Vous faites allusion à qui ?
*
Il y a des gens qui sont des animaux olfactifs à l’affût de la manne pétrolière. Ils s’intéressent davantage à vous dans un premier plan, avant de chercher à l’avoir par la douceur ou par la force ou en vous déstabilisant de n’importe quelle manière. Il nous faut définir un programme pour que chaque Sénégalais y soit intéressé d’une manière ou d’une autre. Les pays qui ont plus de problèmes avec leurs richesses sont ceux où se posait le problème de redistribution des richesses. Dès que les richesses sont accaparées par les élites ou une oligarchie cela devient problématique. Les richesses sont une manne qu’il faut savoir distribuer correctement et équitablement.
Quelle doit être la place des langues nationales dans le système éducatif ?
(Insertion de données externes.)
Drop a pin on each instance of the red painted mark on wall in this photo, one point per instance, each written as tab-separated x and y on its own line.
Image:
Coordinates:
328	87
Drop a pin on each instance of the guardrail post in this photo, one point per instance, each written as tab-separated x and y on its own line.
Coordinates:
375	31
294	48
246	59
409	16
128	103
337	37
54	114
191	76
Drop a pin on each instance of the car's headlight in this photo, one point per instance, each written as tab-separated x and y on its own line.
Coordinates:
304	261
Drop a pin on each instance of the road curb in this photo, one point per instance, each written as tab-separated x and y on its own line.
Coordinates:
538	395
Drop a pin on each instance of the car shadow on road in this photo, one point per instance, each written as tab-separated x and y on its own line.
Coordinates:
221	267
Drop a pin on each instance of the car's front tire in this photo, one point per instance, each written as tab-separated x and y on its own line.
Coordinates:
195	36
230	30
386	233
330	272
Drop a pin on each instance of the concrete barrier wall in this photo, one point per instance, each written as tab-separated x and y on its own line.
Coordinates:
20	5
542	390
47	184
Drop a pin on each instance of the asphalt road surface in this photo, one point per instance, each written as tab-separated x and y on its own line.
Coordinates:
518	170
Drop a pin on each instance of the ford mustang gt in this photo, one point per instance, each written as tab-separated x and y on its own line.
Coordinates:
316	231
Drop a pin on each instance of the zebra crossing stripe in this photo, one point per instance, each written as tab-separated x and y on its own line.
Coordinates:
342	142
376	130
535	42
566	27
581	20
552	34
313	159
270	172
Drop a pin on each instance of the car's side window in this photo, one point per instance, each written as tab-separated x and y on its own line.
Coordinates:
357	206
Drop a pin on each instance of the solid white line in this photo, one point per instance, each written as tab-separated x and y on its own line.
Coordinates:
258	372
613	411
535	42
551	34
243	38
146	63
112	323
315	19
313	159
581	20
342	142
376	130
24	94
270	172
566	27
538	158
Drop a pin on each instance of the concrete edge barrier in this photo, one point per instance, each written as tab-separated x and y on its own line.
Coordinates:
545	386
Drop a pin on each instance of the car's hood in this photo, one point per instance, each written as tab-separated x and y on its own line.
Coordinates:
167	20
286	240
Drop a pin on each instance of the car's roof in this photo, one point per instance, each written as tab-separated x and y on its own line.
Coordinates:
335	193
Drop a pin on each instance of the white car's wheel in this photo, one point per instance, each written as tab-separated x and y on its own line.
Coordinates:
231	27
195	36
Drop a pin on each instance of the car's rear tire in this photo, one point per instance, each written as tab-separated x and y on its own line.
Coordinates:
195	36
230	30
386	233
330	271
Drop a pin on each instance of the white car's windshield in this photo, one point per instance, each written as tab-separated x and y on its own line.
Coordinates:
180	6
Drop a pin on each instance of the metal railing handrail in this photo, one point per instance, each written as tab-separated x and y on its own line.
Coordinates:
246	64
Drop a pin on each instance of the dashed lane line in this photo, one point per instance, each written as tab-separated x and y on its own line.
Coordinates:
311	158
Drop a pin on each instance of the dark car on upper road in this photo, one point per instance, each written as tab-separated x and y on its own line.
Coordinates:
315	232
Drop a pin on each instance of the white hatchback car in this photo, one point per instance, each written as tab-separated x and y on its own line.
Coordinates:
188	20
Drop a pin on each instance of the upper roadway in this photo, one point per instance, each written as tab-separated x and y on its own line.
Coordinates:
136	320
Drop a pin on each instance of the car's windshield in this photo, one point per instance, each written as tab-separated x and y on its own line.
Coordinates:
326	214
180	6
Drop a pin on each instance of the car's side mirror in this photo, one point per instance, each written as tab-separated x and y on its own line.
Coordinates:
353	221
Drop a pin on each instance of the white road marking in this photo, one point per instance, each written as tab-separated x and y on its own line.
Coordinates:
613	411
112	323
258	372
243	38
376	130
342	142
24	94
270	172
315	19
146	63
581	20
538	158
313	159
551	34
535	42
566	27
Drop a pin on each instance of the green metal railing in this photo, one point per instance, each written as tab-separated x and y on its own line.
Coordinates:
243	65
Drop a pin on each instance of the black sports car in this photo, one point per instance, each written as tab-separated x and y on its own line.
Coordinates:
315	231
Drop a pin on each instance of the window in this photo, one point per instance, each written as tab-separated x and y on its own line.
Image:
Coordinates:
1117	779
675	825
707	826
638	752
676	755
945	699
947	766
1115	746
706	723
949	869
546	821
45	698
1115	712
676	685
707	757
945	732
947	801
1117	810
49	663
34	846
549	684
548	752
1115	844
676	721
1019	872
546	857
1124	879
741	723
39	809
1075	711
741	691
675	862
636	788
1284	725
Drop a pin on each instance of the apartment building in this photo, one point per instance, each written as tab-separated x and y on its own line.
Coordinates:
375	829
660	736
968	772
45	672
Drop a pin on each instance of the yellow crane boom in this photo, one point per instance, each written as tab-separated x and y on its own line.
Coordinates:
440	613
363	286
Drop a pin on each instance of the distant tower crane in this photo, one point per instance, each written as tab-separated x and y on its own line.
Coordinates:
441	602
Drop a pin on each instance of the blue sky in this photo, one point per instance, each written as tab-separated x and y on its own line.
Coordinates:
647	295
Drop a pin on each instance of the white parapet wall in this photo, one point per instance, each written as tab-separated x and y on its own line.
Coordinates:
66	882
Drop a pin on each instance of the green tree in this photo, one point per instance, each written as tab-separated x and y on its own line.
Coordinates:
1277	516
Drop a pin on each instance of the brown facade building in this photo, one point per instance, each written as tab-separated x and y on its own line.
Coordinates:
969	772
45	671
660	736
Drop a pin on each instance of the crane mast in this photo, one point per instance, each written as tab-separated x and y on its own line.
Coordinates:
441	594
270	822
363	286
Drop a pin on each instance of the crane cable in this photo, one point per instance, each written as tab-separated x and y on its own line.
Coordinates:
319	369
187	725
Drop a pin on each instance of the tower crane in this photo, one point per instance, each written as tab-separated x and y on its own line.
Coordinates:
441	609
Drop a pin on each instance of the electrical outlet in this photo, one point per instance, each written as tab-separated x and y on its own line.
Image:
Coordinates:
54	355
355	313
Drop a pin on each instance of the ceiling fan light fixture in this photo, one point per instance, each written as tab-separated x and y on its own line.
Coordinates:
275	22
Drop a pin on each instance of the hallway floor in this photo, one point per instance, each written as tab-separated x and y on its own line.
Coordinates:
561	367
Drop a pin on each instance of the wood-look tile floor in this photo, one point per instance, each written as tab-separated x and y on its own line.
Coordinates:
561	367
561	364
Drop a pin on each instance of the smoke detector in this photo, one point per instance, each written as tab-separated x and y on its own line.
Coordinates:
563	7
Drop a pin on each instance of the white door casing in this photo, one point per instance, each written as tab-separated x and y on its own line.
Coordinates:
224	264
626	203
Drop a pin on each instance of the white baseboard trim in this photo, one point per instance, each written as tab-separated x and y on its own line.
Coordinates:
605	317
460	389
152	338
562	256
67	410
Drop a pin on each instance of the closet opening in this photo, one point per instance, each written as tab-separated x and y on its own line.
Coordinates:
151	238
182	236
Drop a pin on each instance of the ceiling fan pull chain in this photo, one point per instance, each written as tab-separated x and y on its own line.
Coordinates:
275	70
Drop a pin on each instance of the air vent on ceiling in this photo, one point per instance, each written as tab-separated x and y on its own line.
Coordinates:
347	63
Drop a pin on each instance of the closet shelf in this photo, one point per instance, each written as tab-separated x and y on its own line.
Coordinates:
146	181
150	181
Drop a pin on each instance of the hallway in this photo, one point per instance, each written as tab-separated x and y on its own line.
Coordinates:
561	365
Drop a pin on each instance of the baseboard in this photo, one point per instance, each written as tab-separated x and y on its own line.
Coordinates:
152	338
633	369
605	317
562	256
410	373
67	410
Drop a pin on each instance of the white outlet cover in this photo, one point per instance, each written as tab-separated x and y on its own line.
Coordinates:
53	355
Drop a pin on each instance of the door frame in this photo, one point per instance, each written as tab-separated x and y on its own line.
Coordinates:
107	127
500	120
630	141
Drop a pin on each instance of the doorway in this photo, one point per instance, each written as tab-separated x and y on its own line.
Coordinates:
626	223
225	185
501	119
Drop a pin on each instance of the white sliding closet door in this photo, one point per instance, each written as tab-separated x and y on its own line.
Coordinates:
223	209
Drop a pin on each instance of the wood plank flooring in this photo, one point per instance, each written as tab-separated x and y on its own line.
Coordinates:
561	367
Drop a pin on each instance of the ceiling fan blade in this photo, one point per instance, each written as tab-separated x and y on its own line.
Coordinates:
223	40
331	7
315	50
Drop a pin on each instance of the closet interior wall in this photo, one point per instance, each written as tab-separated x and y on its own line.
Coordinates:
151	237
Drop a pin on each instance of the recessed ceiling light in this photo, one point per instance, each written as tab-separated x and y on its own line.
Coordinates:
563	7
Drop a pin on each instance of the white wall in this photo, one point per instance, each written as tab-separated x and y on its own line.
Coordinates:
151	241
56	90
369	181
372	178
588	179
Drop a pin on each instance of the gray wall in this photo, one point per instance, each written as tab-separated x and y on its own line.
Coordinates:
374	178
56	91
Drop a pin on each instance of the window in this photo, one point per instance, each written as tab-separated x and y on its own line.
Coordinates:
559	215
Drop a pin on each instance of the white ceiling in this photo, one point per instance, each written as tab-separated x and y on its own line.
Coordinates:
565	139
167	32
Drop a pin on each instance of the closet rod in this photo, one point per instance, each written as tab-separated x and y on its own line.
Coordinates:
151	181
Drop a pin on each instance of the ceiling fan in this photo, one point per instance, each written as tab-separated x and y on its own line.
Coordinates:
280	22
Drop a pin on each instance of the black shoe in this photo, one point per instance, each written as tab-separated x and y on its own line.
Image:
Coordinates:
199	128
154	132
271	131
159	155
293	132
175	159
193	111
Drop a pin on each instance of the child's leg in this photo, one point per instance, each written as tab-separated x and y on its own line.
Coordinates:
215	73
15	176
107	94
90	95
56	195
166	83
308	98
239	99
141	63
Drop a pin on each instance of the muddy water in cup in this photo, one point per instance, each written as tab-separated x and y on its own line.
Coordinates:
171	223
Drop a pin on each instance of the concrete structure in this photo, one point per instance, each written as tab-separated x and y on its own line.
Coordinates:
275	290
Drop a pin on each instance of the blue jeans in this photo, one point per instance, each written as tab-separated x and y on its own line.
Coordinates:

L’utilisation des langues nationales doit être bien pensée et réfléchie. Cela ne doit pas obéir à une propagande purement affective ou nationalitaire. Je suis d’accord avec le principe selon lequel apprendre dans sa langue maternelle permet de bénéficier d’un support de la connaissance acquis très tôt. Nous avons eu des traducteurs exceptionnels des problèmes scientifiques le Pr Cheikh Anta Diop et le Pr Sakhir Thiam. Ce dernier est un mathématicien, il a traduit des concepts très abstraits. Plus la théorie est abstraite, plus elle est facile à traduire. En plus, les maths n’ont pas de contenus empiriques et sont de pures opérations de l’esprit. Une langue appartient à un contexte qui appartient elle-même à des réalités à designer. Il faut que les réalités existent dans le contexte pour pouvoir être désignées. Les Esquimaux ont 82 mots pour designer la neige là où nous n’avons aucun mot. Donc, il faut construire tout un corpus conceptuel pour accéder à des connaissances poussées afin de pouvoir désigner des choses dans le monde dans lequel nous vivons. Il ne faut pas que ça traduise des choses par simples approximations. Il y a toute une problématique qui est ouverte aux chercheurs et aux penseurs pour savoir si c’est rentable d’enseigner en Wolof et de continuer à le faire. En outre, si c’est une initiation, on pourra parfaitement ensuite apprendre aux enfants une langue internationale de travail opératoire pour mieux appréhender les réalités du monde actuel et même designer l’atome. Cheikh Anta Diop traduit l’atome par «Kharé foukhou » qu’on ne peut pas diviser en français. On découvre maintenant que l’atome est divisible. C’est une question épistémologique qui doit intéresser les linguistes, les historiens et les sociologues les spécialistes des mécanismes de production des connaissances doivent aussi impliqués dans ce travail. Les mécanismes de production de connaissance dans les sociétés traditionnelles ne sont pas du même type. C’est le cas du proverbe qui permet de dire en peu de mots le maximum de contenus. Maintenant, ce n’est plus le cas puisque la démonstration scientifique se traduit sur des milliers de pages. Les langues traditionnelles qui ne sont pas écrites mettent en scène la connaissance. Elles se caractérisent par le principe de narration non par celui de la démonstration. Il faudra les transformer profondément pour qu’elles soient aptes à produire du savoir. (…).